HS and TL: You said that the fallout from your relationship with Simon was a good basis for being an interviewer, but not for life. Has having a successful career as an interviewer in some way vindicated this experience?
LB: I wouldn’t say it vindicated the experience, but possibly I would have been a less good interviewer if I had never gone out with Simon. I do regret, though, that I am rather over-suspicious of people in real life.
HS and TL: The story of your formative years was made into a film (An Education). Was this liberating, or intrusive?
LB: I loved the film and am very grateful to Nick Hornby for writing it. But I didn’t find it particularly liberating or intrusive. The book was me – the film was lots of other people.
HS and TL: You studied English at Oxford University. How did you find your university years?
LB: I loved Oxford, but not because of the Eng Lit course which I found dull. Just for the parties and men!
HS and TL: You confessed to having slept with ‘probably 50 men’ in two terms at Oxford. In hindsight, how do you feel about this?
LB: I feel fine about it – I wanted to make the point that a spell of promiscuity does not prevent one forming a happy and faithful marriage. I think it’s important to sow your wild oats – however many! – before marriage not during.
HS and TL: You also said that in a pursuit of a boyfriend you ‘saw how they were in bed straight away and eliminated those who did not perform.’ Did you find this empowering?
LB: I suppose I found it empowering, though we didn’t use that word then. I just wanted to save time.
HS and TL: Has your attitude towards sex changed? If so, how?
LB: I don’t think my attitude to sex has changed, though, at 66, it’s a distant memory! But I still think sex is a very valuable and enjoyable part of life and we should not try to create anxieties around it.
HS and TL: You once suggested that the recession might make having a career and bringing up children easier: ‘if there are no careers for 20-somethings to pursue, they might think it’s quite a good idea to have babies instead’. Don’t you think this will encourage a ‘benefit culture’?
LB: I wasn’t wholly serious in this suggestion, but I do think that if women can’t get jobs perhaps they’ll be quicker to have babies, which is no bad thing. The tendency now for women to leave motherhood till their late 30s is, I think, very dangerous.
HS and TL: When you wrote about feminism, you said ‘I was fine being clever at school, but being clever outside, when there were boys around, made you a social leper.’ Have you ever felt that your intellectual growth has been stunted by being a woman?

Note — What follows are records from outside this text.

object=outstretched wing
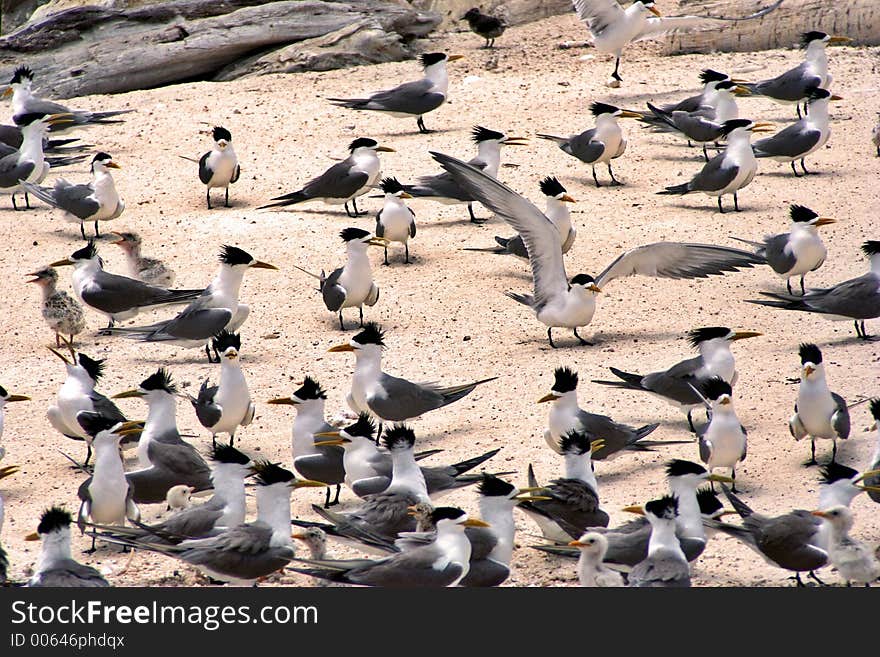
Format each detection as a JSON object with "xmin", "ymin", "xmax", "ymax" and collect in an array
[
  {"xmin": 596, "ymin": 242, "xmax": 764, "ymax": 287},
  {"xmin": 431, "ymin": 151, "xmax": 568, "ymax": 308}
]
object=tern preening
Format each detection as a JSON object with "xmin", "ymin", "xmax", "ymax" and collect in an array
[
  {"xmin": 112, "ymin": 232, "xmax": 175, "ymax": 287},
  {"xmin": 431, "ymin": 149, "xmax": 763, "ymax": 347},
  {"xmin": 28, "ymin": 267, "xmax": 86, "ymax": 347},
  {"xmin": 537, "ymin": 102, "xmax": 641, "ymax": 187},
  {"xmin": 49, "ymin": 240, "xmax": 202, "ymax": 328},
  {"xmin": 25, "ymin": 506, "xmax": 110, "ymax": 588},
  {"xmin": 329, "ymin": 322, "xmax": 497, "ymax": 422},
  {"xmin": 327, "ymin": 52, "xmax": 463, "ymax": 134},
  {"xmin": 733, "ymin": 200, "xmax": 836, "ymax": 294},
  {"xmin": 752, "ymin": 89, "xmax": 842, "ymax": 177},
  {"xmin": 593, "ymin": 326, "xmax": 761, "ymax": 431},
  {"xmin": 657, "ymin": 119, "xmax": 770, "ymax": 213},
  {"xmin": 744, "ymin": 31, "xmax": 852, "ymax": 118},
  {"xmin": 459, "ymin": 7, "xmax": 507, "ymax": 48},
  {"xmin": 403, "ymin": 125, "xmax": 526, "ymax": 224},
  {"xmin": 746, "ymin": 240, "xmax": 880, "ymax": 340},
  {"xmin": 22, "ymin": 153, "xmax": 125, "ymax": 239},
  {"xmin": 376, "ymin": 178, "xmax": 416, "ymax": 265},
  {"xmin": 109, "ymin": 245, "xmax": 278, "ymax": 362},
  {"xmin": 294, "ymin": 227, "xmax": 384, "ymax": 331},
  {"xmin": 258, "ymin": 137, "xmax": 394, "ymax": 217},
  {"xmin": 573, "ymin": 0, "xmax": 782, "ymax": 87}
]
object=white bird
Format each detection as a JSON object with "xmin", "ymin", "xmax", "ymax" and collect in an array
[
  {"xmin": 569, "ymin": 532, "xmax": 625, "ymax": 588},
  {"xmin": 376, "ymin": 178, "xmax": 416, "ymax": 265},
  {"xmin": 733, "ymin": 205, "xmax": 836, "ymax": 294},
  {"xmin": 431, "ymin": 150, "xmax": 763, "ymax": 347},
  {"xmin": 788, "ymin": 343, "xmax": 850, "ymax": 466},
  {"xmin": 28, "ymin": 267, "xmax": 86, "ymax": 347},
  {"xmin": 294, "ymin": 227, "xmax": 388, "ymax": 331},
  {"xmin": 812, "ymin": 504, "xmax": 880, "ymax": 586},
  {"xmin": 22, "ymin": 153, "xmax": 125, "ymax": 239},
  {"xmin": 258, "ymin": 137, "xmax": 394, "ymax": 217},
  {"xmin": 537, "ymin": 102, "xmax": 641, "ymax": 187},
  {"xmin": 188, "ymin": 330, "xmax": 256, "ymax": 446}
]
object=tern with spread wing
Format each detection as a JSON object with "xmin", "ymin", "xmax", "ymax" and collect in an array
[{"xmin": 431, "ymin": 150, "xmax": 763, "ymax": 348}]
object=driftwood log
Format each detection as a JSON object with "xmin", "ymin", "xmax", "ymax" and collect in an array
[{"xmin": 0, "ymin": 0, "xmax": 440, "ymax": 98}]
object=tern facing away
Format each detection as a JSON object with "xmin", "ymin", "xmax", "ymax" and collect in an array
[
  {"xmin": 327, "ymin": 52, "xmax": 463, "ymax": 134},
  {"xmin": 733, "ymin": 205, "xmax": 836, "ymax": 294},
  {"xmin": 537, "ymin": 102, "xmax": 641, "ymax": 187},
  {"xmin": 22, "ymin": 153, "xmax": 125, "ymax": 239},
  {"xmin": 258, "ymin": 137, "xmax": 394, "ymax": 217},
  {"xmin": 746, "ymin": 240, "xmax": 880, "ymax": 340},
  {"xmin": 431, "ymin": 150, "xmax": 763, "ymax": 348}
]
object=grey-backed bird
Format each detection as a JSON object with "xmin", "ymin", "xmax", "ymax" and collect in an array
[
  {"xmin": 22, "ymin": 153, "xmax": 125, "ymax": 239},
  {"xmin": 746, "ymin": 240, "xmax": 880, "ymax": 340},
  {"xmin": 258, "ymin": 137, "xmax": 394, "ymax": 217},
  {"xmin": 593, "ymin": 326, "xmax": 761, "ymax": 431},
  {"xmin": 537, "ymin": 102, "xmax": 641, "ymax": 187},
  {"xmin": 28, "ymin": 267, "xmax": 86, "ymax": 347},
  {"xmin": 294, "ymin": 227, "xmax": 388, "ymax": 331},
  {"xmin": 327, "ymin": 52, "xmax": 462, "ymax": 134},
  {"xmin": 733, "ymin": 205, "xmax": 836, "ymax": 294},
  {"xmin": 788, "ymin": 343, "xmax": 850, "ymax": 466}
]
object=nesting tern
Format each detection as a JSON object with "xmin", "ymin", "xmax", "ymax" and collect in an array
[
  {"xmin": 537, "ymin": 102, "xmax": 641, "ymax": 187},
  {"xmin": 713, "ymin": 486, "xmax": 829, "ymax": 586},
  {"xmin": 46, "ymin": 344, "xmax": 133, "ymax": 465},
  {"xmin": 788, "ymin": 343, "xmax": 850, "ymax": 466},
  {"xmin": 3, "ymin": 66, "xmax": 134, "ymax": 134},
  {"xmin": 403, "ymin": 125, "xmax": 526, "ymax": 224},
  {"xmin": 573, "ymin": 0, "xmax": 782, "ymax": 87},
  {"xmin": 189, "ymin": 330, "xmax": 256, "ymax": 445},
  {"xmin": 22, "ymin": 153, "xmax": 125, "ymax": 239},
  {"xmin": 49, "ymin": 240, "xmax": 202, "ymax": 328},
  {"xmin": 327, "ymin": 52, "xmax": 463, "ymax": 134},
  {"xmin": 28, "ymin": 267, "xmax": 86, "ymax": 347},
  {"xmin": 113, "ymin": 368, "xmax": 211, "ymax": 504},
  {"xmin": 258, "ymin": 137, "xmax": 394, "ymax": 217},
  {"xmin": 108, "ymin": 245, "xmax": 278, "ymax": 362},
  {"xmin": 593, "ymin": 326, "xmax": 761, "ymax": 431},
  {"xmin": 112, "ymin": 232, "xmax": 175, "ymax": 287},
  {"xmin": 746, "ymin": 240, "xmax": 880, "ymax": 340},
  {"xmin": 25, "ymin": 506, "xmax": 110, "ymax": 588},
  {"xmin": 376, "ymin": 178, "xmax": 416, "ymax": 265},
  {"xmin": 657, "ymin": 119, "xmax": 769, "ymax": 213},
  {"xmin": 294, "ymin": 227, "xmax": 388, "ymax": 331},
  {"xmin": 733, "ymin": 200, "xmax": 836, "ymax": 294},
  {"xmin": 329, "ymin": 322, "xmax": 497, "ymax": 422},
  {"xmin": 432, "ymin": 150, "xmax": 763, "ymax": 347},
  {"xmin": 743, "ymin": 30, "xmax": 852, "ymax": 118}
]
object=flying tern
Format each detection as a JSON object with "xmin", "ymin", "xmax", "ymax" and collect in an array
[
  {"xmin": 22, "ymin": 153, "xmax": 125, "ymax": 239},
  {"xmin": 733, "ymin": 200, "xmax": 836, "ymax": 294},
  {"xmin": 657, "ymin": 119, "xmax": 770, "ymax": 213},
  {"xmin": 537, "ymin": 102, "xmax": 641, "ymax": 187},
  {"xmin": 28, "ymin": 267, "xmax": 86, "ymax": 347},
  {"xmin": 746, "ymin": 240, "xmax": 880, "ymax": 340},
  {"xmin": 258, "ymin": 137, "xmax": 394, "ymax": 217},
  {"xmin": 593, "ymin": 326, "xmax": 761, "ymax": 431},
  {"xmin": 109, "ymin": 245, "xmax": 278, "ymax": 362},
  {"xmin": 403, "ymin": 125, "xmax": 526, "ymax": 224},
  {"xmin": 327, "ymin": 52, "xmax": 463, "ymax": 134}
]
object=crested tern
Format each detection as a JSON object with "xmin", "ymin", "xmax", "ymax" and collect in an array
[
  {"xmin": 258, "ymin": 137, "xmax": 394, "ymax": 217},
  {"xmin": 21, "ymin": 153, "xmax": 125, "ymax": 239},
  {"xmin": 327, "ymin": 52, "xmax": 463, "ymax": 134},
  {"xmin": 537, "ymin": 102, "xmax": 641, "ymax": 187}
]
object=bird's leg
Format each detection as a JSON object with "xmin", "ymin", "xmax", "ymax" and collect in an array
[
  {"xmin": 572, "ymin": 328, "xmax": 593, "ymax": 347},
  {"xmin": 605, "ymin": 162, "xmax": 623, "ymax": 186}
]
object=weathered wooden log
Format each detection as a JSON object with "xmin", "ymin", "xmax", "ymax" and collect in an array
[{"xmin": 0, "ymin": 0, "xmax": 440, "ymax": 98}]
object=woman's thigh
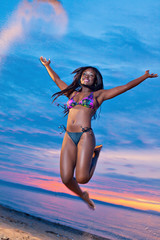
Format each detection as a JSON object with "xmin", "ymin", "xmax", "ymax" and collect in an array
[
  {"xmin": 60, "ymin": 132, "xmax": 77, "ymax": 182},
  {"xmin": 76, "ymin": 131, "xmax": 95, "ymax": 183}
]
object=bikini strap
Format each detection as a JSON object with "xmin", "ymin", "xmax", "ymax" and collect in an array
[{"xmin": 70, "ymin": 91, "xmax": 78, "ymax": 99}]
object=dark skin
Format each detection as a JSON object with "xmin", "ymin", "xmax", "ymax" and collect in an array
[{"xmin": 40, "ymin": 57, "xmax": 158, "ymax": 209}]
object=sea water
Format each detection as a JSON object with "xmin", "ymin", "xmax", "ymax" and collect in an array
[{"xmin": 0, "ymin": 180, "xmax": 160, "ymax": 240}]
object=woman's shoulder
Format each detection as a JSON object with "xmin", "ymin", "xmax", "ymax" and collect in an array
[{"xmin": 93, "ymin": 89, "xmax": 104, "ymax": 98}]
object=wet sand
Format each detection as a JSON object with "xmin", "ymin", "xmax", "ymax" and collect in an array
[{"xmin": 0, "ymin": 205, "xmax": 109, "ymax": 240}]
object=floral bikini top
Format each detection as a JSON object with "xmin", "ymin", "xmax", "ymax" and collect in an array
[{"xmin": 67, "ymin": 92, "xmax": 94, "ymax": 109}]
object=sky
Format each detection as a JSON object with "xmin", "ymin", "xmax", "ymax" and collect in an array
[{"xmin": 0, "ymin": 0, "xmax": 160, "ymax": 212}]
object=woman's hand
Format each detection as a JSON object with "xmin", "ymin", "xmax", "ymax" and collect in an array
[
  {"xmin": 40, "ymin": 56, "xmax": 51, "ymax": 67},
  {"xmin": 145, "ymin": 70, "xmax": 158, "ymax": 78}
]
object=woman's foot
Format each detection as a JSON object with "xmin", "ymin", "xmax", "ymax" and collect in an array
[{"xmin": 81, "ymin": 191, "xmax": 96, "ymax": 210}]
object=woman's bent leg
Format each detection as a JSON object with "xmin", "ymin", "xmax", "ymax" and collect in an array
[{"xmin": 60, "ymin": 133, "xmax": 95, "ymax": 209}]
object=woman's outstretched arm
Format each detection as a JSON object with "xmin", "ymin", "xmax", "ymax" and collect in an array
[
  {"xmin": 40, "ymin": 57, "xmax": 68, "ymax": 90},
  {"xmin": 100, "ymin": 70, "xmax": 158, "ymax": 103}
]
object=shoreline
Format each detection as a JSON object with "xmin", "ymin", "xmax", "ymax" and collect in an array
[{"xmin": 0, "ymin": 205, "xmax": 109, "ymax": 240}]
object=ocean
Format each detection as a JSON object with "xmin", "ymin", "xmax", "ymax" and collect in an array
[{"xmin": 0, "ymin": 180, "xmax": 160, "ymax": 240}]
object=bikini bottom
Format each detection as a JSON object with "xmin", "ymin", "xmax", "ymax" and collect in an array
[{"xmin": 60, "ymin": 126, "xmax": 92, "ymax": 146}]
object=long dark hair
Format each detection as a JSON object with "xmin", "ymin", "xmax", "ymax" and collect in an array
[
  {"xmin": 52, "ymin": 66, "xmax": 103, "ymax": 118},
  {"xmin": 52, "ymin": 66, "xmax": 103, "ymax": 102}
]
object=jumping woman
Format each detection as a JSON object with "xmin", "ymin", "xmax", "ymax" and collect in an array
[{"xmin": 40, "ymin": 57, "xmax": 158, "ymax": 209}]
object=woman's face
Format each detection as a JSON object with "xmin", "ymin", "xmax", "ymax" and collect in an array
[{"xmin": 81, "ymin": 68, "xmax": 96, "ymax": 86}]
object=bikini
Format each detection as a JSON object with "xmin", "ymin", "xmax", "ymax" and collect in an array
[{"xmin": 64, "ymin": 92, "xmax": 94, "ymax": 146}]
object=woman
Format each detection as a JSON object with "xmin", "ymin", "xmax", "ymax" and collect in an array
[{"xmin": 40, "ymin": 57, "xmax": 158, "ymax": 209}]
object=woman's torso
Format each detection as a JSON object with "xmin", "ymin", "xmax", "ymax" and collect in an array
[{"xmin": 67, "ymin": 92, "xmax": 99, "ymax": 132}]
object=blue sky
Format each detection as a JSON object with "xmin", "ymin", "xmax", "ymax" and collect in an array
[{"xmin": 0, "ymin": 0, "xmax": 160, "ymax": 213}]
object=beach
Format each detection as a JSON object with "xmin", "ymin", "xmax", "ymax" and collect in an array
[{"xmin": 0, "ymin": 205, "xmax": 107, "ymax": 240}]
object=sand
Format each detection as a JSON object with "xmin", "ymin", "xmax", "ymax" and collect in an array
[{"xmin": 0, "ymin": 205, "xmax": 107, "ymax": 240}]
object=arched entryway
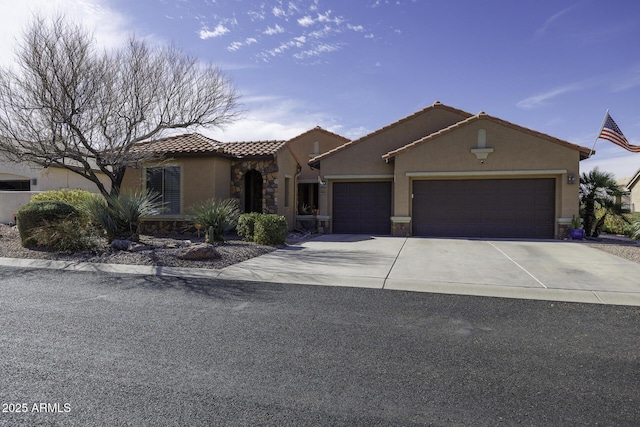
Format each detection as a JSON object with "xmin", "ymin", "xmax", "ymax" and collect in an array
[{"xmin": 244, "ymin": 169, "xmax": 262, "ymax": 213}]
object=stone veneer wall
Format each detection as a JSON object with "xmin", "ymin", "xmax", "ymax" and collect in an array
[
  {"xmin": 231, "ymin": 158, "xmax": 278, "ymax": 214},
  {"xmin": 391, "ymin": 222, "xmax": 412, "ymax": 237}
]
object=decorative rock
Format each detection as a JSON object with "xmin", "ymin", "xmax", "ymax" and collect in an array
[
  {"xmin": 111, "ymin": 239, "xmax": 132, "ymax": 251},
  {"xmin": 177, "ymin": 243, "xmax": 221, "ymax": 260}
]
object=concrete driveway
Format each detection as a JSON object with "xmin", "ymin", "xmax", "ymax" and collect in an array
[{"xmin": 218, "ymin": 235, "xmax": 640, "ymax": 306}]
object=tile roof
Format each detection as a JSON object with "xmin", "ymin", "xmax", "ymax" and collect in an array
[
  {"xmin": 131, "ymin": 133, "xmax": 287, "ymax": 157},
  {"xmin": 382, "ymin": 112, "xmax": 590, "ymax": 160},
  {"xmin": 289, "ymin": 126, "xmax": 349, "ymax": 142},
  {"xmin": 220, "ymin": 141, "xmax": 287, "ymax": 157},
  {"xmin": 131, "ymin": 133, "xmax": 222, "ymax": 153},
  {"xmin": 309, "ymin": 101, "xmax": 471, "ymax": 165}
]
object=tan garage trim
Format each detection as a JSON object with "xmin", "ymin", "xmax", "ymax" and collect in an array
[
  {"xmin": 405, "ymin": 169, "xmax": 568, "ymax": 178},
  {"xmin": 322, "ymin": 174, "xmax": 393, "ymax": 179}
]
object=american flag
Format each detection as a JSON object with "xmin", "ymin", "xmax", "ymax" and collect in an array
[{"xmin": 598, "ymin": 113, "xmax": 640, "ymax": 153}]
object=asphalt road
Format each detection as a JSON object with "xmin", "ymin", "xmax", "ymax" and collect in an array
[{"xmin": 0, "ymin": 267, "xmax": 640, "ymax": 426}]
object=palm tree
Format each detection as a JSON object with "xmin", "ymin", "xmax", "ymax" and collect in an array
[{"xmin": 580, "ymin": 167, "xmax": 627, "ymax": 237}]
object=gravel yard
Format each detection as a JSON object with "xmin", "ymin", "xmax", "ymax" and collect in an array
[
  {"xmin": 0, "ymin": 225, "xmax": 277, "ymax": 269},
  {"xmin": 0, "ymin": 224, "xmax": 640, "ymax": 269}
]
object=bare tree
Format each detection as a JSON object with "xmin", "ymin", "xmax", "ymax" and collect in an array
[{"xmin": 0, "ymin": 16, "xmax": 239, "ymax": 196}]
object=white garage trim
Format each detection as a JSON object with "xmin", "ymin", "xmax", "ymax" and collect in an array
[
  {"xmin": 405, "ymin": 169, "xmax": 568, "ymax": 178},
  {"xmin": 322, "ymin": 174, "xmax": 393, "ymax": 179}
]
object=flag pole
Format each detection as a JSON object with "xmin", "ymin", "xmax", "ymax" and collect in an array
[{"xmin": 587, "ymin": 108, "xmax": 609, "ymax": 159}]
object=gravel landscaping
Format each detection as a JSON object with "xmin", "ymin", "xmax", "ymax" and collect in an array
[
  {"xmin": 0, "ymin": 224, "xmax": 640, "ymax": 269},
  {"xmin": 0, "ymin": 224, "xmax": 277, "ymax": 269}
]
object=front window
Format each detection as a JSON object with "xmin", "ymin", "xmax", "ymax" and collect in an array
[
  {"xmin": 0, "ymin": 179, "xmax": 31, "ymax": 191},
  {"xmin": 147, "ymin": 166, "xmax": 180, "ymax": 215}
]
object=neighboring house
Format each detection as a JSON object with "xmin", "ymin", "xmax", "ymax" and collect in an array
[
  {"xmin": 0, "ymin": 153, "xmax": 110, "ymax": 223},
  {"xmin": 122, "ymin": 127, "xmax": 348, "ymax": 232},
  {"xmin": 309, "ymin": 102, "xmax": 589, "ymax": 238}
]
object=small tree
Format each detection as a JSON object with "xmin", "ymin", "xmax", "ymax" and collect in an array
[
  {"xmin": 580, "ymin": 168, "xmax": 626, "ymax": 237},
  {"xmin": 0, "ymin": 16, "xmax": 238, "ymax": 197}
]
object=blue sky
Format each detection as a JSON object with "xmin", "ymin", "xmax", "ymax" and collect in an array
[{"xmin": 0, "ymin": 0, "xmax": 640, "ymax": 178}]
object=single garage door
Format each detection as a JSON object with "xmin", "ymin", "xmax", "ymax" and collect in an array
[
  {"xmin": 332, "ymin": 182, "xmax": 391, "ymax": 234},
  {"xmin": 412, "ymin": 178, "xmax": 555, "ymax": 238}
]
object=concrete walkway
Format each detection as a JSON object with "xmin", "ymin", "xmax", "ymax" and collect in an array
[{"xmin": 0, "ymin": 235, "xmax": 640, "ymax": 306}]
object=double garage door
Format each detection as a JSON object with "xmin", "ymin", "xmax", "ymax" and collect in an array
[
  {"xmin": 412, "ymin": 178, "xmax": 555, "ymax": 238},
  {"xmin": 333, "ymin": 178, "xmax": 555, "ymax": 238}
]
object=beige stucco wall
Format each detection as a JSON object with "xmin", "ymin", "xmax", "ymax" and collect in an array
[
  {"xmin": 393, "ymin": 119, "xmax": 579, "ymax": 237},
  {"xmin": 287, "ymin": 129, "xmax": 347, "ymax": 182},
  {"xmin": 0, "ymin": 155, "xmax": 111, "ymax": 193},
  {"xmin": 320, "ymin": 108, "xmax": 466, "ymax": 181},
  {"xmin": 276, "ymin": 148, "xmax": 298, "ymax": 230},
  {"xmin": 122, "ymin": 157, "xmax": 231, "ymax": 215},
  {"xmin": 0, "ymin": 160, "xmax": 111, "ymax": 223}
]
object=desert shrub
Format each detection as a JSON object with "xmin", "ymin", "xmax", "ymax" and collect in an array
[
  {"xmin": 236, "ymin": 212, "xmax": 262, "ymax": 242},
  {"xmin": 190, "ymin": 199, "xmax": 240, "ymax": 243},
  {"xmin": 16, "ymin": 201, "xmax": 79, "ymax": 246},
  {"xmin": 253, "ymin": 214, "xmax": 287, "ymax": 245},
  {"xmin": 87, "ymin": 191, "xmax": 162, "ymax": 242},
  {"xmin": 624, "ymin": 213, "xmax": 640, "ymax": 240},
  {"xmin": 31, "ymin": 189, "xmax": 100, "ymax": 209},
  {"xmin": 30, "ymin": 215, "xmax": 98, "ymax": 253}
]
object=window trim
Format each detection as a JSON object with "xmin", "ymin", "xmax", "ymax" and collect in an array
[{"xmin": 141, "ymin": 162, "xmax": 184, "ymax": 218}]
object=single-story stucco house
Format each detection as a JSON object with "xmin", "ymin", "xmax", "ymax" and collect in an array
[
  {"xmin": 122, "ymin": 127, "xmax": 348, "ymax": 232},
  {"xmin": 619, "ymin": 169, "xmax": 640, "ymax": 212},
  {"xmin": 309, "ymin": 102, "xmax": 589, "ymax": 238},
  {"xmin": 0, "ymin": 153, "xmax": 111, "ymax": 224},
  {"xmin": 1, "ymin": 102, "xmax": 590, "ymax": 238}
]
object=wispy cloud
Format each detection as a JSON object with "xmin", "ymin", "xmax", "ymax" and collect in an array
[
  {"xmin": 262, "ymin": 24, "xmax": 284, "ymax": 36},
  {"xmin": 0, "ymin": 0, "xmax": 133, "ymax": 64},
  {"xmin": 293, "ymin": 43, "xmax": 341, "ymax": 59},
  {"xmin": 612, "ymin": 65, "xmax": 640, "ymax": 92},
  {"xmin": 516, "ymin": 83, "xmax": 584, "ymax": 110},
  {"xmin": 535, "ymin": 5, "xmax": 577, "ymax": 38},
  {"xmin": 199, "ymin": 0, "xmax": 373, "ymax": 62},
  {"xmin": 200, "ymin": 24, "xmax": 231, "ymax": 40}
]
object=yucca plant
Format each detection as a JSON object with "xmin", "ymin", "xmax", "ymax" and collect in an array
[
  {"xmin": 88, "ymin": 191, "xmax": 163, "ymax": 242},
  {"xmin": 190, "ymin": 199, "xmax": 240, "ymax": 243}
]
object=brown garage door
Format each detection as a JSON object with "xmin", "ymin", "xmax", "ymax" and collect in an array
[
  {"xmin": 332, "ymin": 182, "xmax": 391, "ymax": 234},
  {"xmin": 412, "ymin": 178, "xmax": 555, "ymax": 238}
]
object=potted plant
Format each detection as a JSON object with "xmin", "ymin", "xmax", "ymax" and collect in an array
[{"xmin": 569, "ymin": 215, "xmax": 584, "ymax": 240}]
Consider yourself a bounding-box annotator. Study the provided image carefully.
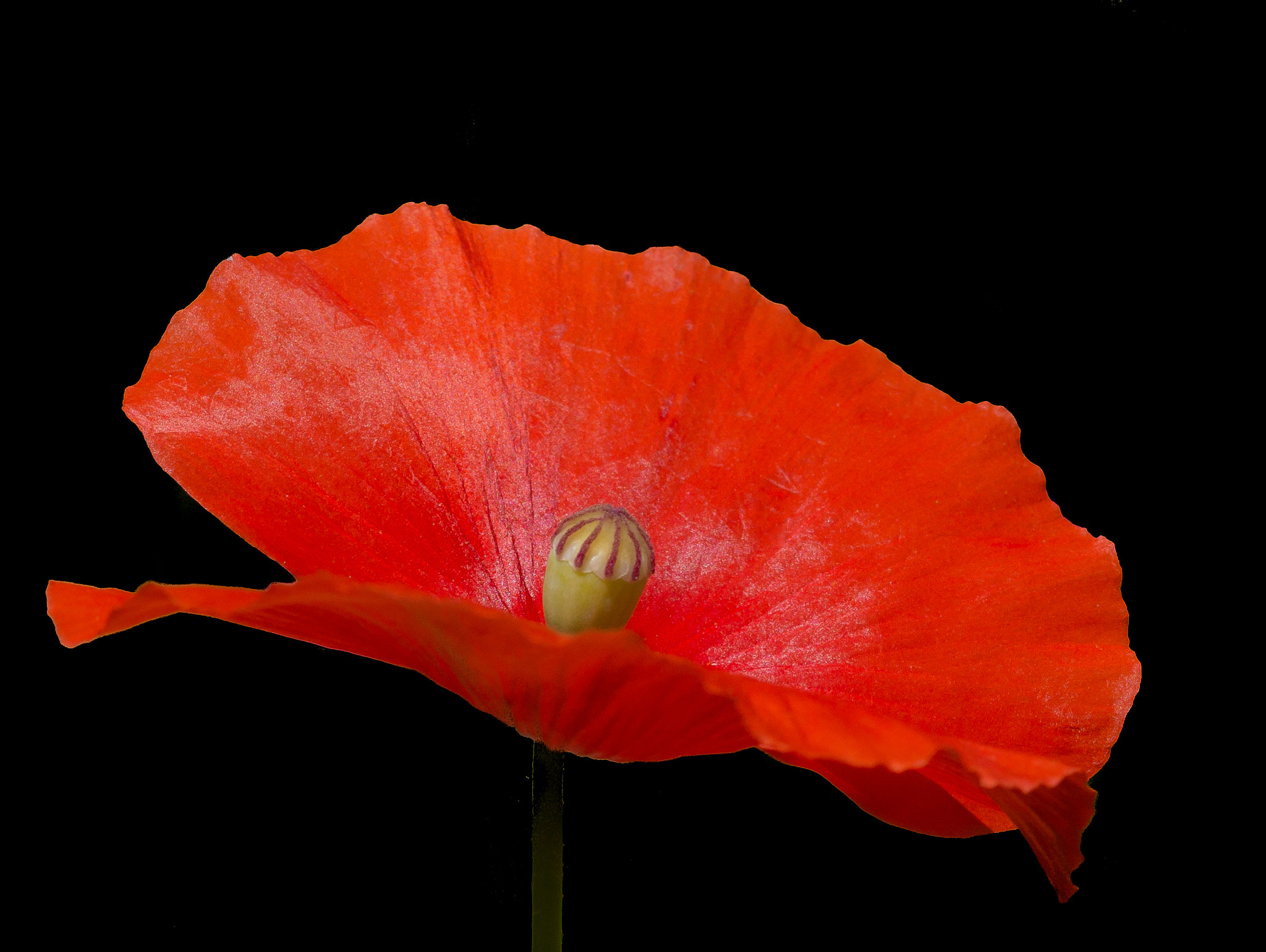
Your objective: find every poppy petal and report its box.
[48,574,1092,899]
[125,205,1139,789]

LB: I don’t feel my intellectual growth has been stunted, but I do think my willingness to express opinions was stunted for a long time, though not now.
HS and TL: You have always said that you grew up ‘before feminism’. Are you a feminist now?
LB: I’m a feminist in that I believe women should get equal pay for equal work etc. But I’m not into the ‘all men are rapists’ school. I think it’s important for men and women to LIKE each other and work together as equals.
HS and TL: What was your most difficult interview?
LB: Probably some of the artists I’ve interviewed, e.g. Sarah Lucas or Gary Hume or Paul McCarthy, simply because they are not very articulate. Muriel Spark was very difficult because she was so evasive.
HS and TL: And the most interesting?
LB: Rudolph Nureyev, because he was SO cultured and wide-ranging.
HS and TL: Can you pinpoint the single highest point of your career?
LB: Actually this last year has been quite a high point, with my book and film coming out. Before that probably 1990 when I joined The Independent on Sunday on its launch and won a What the Papers Say award.
HS and TL: And the lowest point?
LB: Low point was probably my last couple of years on Penthouse, or my last year at The Sunday Express because in both cases I was dying to move on.
HS and TL: What’s next for Lynn Barber?
LB: I should be writing another book but I’m quite lazy!